Após a reforma, inaugurada em 10 de março de 1965[ii], quando o governador do Estado era o Major Luis Cavalcante, uma segunda sala de aula ocupou o lugar do espaço para recreio, e este foi construído em anexo. Essa área de recreio tinha outras utilidades, desde simples reuniões até bailes com os melhores sanfoneiros da época.

É forçoso dizer o quanto era perigosa essa nova área de recreio. Como o terreno atrás da escola tinha declive acentuado, o seu nível ficou muito alto. Até havia uma pequena mureta de cerca de um metro, mas ela não constituía segurança efetiva, já que se podia subir e até sentar sobre ela. Felizmente, nunca se registrou qualquer acidente.

Cada sala tinha uma porta e três ou quatro janelas venezianas; piso de cimento queimado e teto de telhado aparente, com telhas do tipo francesa. A escola recebeu mobiliário novo: um “quadro-negro”, que na verdade era verde, ocupava quase toda a parede anterior. Possuía uma borda inferior que aparava o pó do giz. Sobre ela repousava um estojo com os bastões de giz, cuja tampa corrediça, provida de uma flanela, servia de apagador.


Sala de aula equipada com carteiras de assento duplo semelhante às nossas.
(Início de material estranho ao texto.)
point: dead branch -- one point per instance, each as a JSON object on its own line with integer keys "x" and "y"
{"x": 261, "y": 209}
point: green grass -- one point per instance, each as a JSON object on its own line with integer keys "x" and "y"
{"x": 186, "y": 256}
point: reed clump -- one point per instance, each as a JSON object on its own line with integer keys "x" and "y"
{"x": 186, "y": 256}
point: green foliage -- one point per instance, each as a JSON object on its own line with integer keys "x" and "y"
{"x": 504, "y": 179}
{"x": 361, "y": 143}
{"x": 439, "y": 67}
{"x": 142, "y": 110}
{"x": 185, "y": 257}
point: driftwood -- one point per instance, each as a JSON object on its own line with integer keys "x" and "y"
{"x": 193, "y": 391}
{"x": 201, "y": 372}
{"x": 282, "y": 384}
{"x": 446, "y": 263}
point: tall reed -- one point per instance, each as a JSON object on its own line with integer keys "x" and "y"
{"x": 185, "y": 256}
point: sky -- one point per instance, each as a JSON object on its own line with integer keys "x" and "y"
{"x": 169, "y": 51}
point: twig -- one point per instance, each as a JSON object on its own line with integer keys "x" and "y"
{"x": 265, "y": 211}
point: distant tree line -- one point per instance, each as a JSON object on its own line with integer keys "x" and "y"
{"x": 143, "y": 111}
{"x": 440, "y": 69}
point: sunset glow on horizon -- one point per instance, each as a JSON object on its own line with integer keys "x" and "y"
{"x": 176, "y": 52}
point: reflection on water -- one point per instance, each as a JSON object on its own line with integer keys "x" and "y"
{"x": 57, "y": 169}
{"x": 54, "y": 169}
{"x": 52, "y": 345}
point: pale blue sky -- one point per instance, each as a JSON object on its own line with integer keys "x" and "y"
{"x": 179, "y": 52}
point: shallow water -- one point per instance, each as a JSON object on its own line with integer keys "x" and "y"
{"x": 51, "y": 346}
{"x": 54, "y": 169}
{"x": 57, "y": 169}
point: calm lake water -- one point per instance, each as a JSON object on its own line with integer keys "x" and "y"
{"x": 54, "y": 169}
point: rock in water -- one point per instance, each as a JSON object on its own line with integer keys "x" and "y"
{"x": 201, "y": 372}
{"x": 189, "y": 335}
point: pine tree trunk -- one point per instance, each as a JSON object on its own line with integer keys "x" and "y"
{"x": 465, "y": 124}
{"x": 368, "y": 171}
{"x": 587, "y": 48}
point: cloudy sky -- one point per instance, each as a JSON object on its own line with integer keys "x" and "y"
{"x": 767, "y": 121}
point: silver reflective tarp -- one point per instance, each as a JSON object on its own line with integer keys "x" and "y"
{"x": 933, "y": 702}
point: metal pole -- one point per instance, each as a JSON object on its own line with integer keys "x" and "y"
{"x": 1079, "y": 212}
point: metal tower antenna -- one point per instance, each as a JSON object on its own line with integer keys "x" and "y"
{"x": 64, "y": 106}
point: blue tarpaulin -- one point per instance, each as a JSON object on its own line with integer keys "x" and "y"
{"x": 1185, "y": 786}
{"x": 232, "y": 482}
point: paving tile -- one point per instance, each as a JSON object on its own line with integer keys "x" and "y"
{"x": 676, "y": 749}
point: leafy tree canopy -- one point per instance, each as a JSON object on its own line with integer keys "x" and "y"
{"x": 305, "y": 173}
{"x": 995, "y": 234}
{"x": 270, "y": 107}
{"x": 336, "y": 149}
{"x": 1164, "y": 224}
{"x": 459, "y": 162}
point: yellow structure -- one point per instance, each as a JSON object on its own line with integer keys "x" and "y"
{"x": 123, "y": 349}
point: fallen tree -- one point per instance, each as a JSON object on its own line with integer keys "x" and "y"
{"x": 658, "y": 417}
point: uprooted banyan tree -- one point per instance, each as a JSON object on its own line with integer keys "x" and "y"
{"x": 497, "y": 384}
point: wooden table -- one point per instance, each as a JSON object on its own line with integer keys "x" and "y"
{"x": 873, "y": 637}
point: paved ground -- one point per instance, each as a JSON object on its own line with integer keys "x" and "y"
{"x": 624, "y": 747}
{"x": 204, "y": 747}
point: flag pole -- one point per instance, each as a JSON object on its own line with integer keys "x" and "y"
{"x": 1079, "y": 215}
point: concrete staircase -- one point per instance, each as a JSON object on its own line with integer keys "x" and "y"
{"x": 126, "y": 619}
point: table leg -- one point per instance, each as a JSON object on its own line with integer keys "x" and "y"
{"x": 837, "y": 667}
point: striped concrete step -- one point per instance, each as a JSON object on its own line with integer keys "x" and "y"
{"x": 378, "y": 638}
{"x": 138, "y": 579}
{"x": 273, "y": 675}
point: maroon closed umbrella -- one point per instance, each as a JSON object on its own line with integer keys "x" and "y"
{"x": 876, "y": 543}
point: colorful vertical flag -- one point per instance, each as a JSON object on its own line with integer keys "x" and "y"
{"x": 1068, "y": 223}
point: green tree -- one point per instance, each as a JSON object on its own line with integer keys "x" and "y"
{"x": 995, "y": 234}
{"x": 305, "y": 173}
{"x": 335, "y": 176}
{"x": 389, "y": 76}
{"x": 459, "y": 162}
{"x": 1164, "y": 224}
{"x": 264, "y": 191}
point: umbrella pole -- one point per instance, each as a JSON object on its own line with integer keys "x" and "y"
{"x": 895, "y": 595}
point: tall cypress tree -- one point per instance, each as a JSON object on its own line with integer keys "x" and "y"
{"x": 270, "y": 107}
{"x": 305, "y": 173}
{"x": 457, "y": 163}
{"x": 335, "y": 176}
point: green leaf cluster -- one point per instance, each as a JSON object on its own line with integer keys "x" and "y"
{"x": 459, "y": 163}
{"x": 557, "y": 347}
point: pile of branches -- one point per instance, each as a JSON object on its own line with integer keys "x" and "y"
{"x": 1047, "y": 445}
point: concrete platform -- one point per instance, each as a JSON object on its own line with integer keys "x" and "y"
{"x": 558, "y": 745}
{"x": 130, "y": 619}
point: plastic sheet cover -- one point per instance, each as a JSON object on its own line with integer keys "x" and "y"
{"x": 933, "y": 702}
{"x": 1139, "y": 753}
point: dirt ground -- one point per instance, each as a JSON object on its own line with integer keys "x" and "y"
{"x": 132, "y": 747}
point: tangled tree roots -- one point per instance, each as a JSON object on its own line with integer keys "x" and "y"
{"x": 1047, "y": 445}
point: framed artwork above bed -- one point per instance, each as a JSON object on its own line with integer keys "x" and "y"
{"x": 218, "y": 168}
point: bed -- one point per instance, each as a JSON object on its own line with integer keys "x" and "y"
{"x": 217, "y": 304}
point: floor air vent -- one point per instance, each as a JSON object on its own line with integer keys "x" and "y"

As carteiras de assento duplo traziam um selo exibindo a marca CIMO, de Curitiba. As peças eram dispostas em série: do encosto de cada assento partia uma prancha que servia de mesa para a dupla que sentava logo atrás. Logo abaixo do tampo principal da mesa havia uma prateleira de madeira onde os alunos guardavam os seus materiais.

Na parede posterior (fundo), duas estantes baixas, com portas corrediças, constituíam uma pequena biblioteca, onde se encontravam obras da literatura infantil: “Aladim e a Lâmpada Maravilhosa”, “Ali-Babá e os 40 ladrões”, “Simbá, o Marujo”, “As Viagens de Gulliver” e até um exemplar da Constituição Federal, outorgada em 1967[iii].


Estante COLTED semelhante à nossa. Foto: Escola Municipal Churchill.


Nessas estantes via-se a sigla COLTED, cujo significado conheço agora: Comissão do Livro Técnico e do Livro Didático, criada pelo Decreto nº 59.355, de 4 de outubro de 1966, resultado de um convênio entre o Ministério da Educação e Cultura (MEC), o Sindicato Nacional dos Editores de Livros (SNEL) e a USAID - United States Agency for International Development (Agência dos Estados Unidos para o Desenvolvimento Internacional). Essa Agência americana, aliás, foi a financiadora de toda a reforma, no âmbito desse Acordo MEC/USAID. Havia também um mapa do Brasil, ainda com 22 Estados, 4 territórios e o DF.[iv]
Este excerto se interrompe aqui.